La terre est pleine des ‘lieux d’Abel’. Leur rachat et leur diminution mesurent le progrès humain et spirituel de toute civilisation et du monde dans son ensemble. Demandons-nous : pendant les deux millénaires et demi qui nous séparent de ce chapitre 4 de la Genèse, les ‘lieux d’Abel’ ont-ils augmenté ou diminué ? Ce calcul n’est pas simple. Quelques-uns ont été éliminés, mais d’autres sont nés : les trottoirs et les hôtels cinq étoiles où perdure la "traite des esclaves", les salles de jeux et les vidéos-loteries, de nombreux centres de premier ‘accueil’ des immigrés, la cellule où finit prisonnier qui n’est que victime en fin de compte, les nombreux camps de réfugiés et d’emprisonnement des guerres oubliées, les usines mortifères où des enfants travaillent pour ne pas mourir, des maisons pour vieillards où tristes et seuls ils attendent la mort.

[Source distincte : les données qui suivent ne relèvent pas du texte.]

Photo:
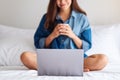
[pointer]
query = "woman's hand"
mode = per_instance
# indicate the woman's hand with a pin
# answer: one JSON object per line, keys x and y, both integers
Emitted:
{"x": 55, "y": 32}
{"x": 65, "y": 29}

Efforçons-nous davantage de regarder le monde en nous mettant du côté des victimes, du point de vue d’Abel et de ses lieux. Visitons-les, aimons-les, et nous verrons les choses bien autrement que ne les voient Caïn et ses lieux innombrables. Nous verrons par exemple qu’il n’est pas vrai que Caïn est vainqueur, et que les vainqueurs sont toujours les violents et les assassins. Il y a la victoire de Caïn, mais aussi le triomphe d’Abel le non-fratricide. L’histoire parle de violents qui tuent et de doux qui succombent, mais le sang l’Abel est la semence féconde qui fait naître les nombreux Noé sauveurs du monde, aujourd’hui encore. Dans ce monde sauvé et peuplé des fils de Set, vivent aussi les fils de Caïn, qui continuent de frapper Abel et de recevoir le ‘signe’ pour ne pas mourir.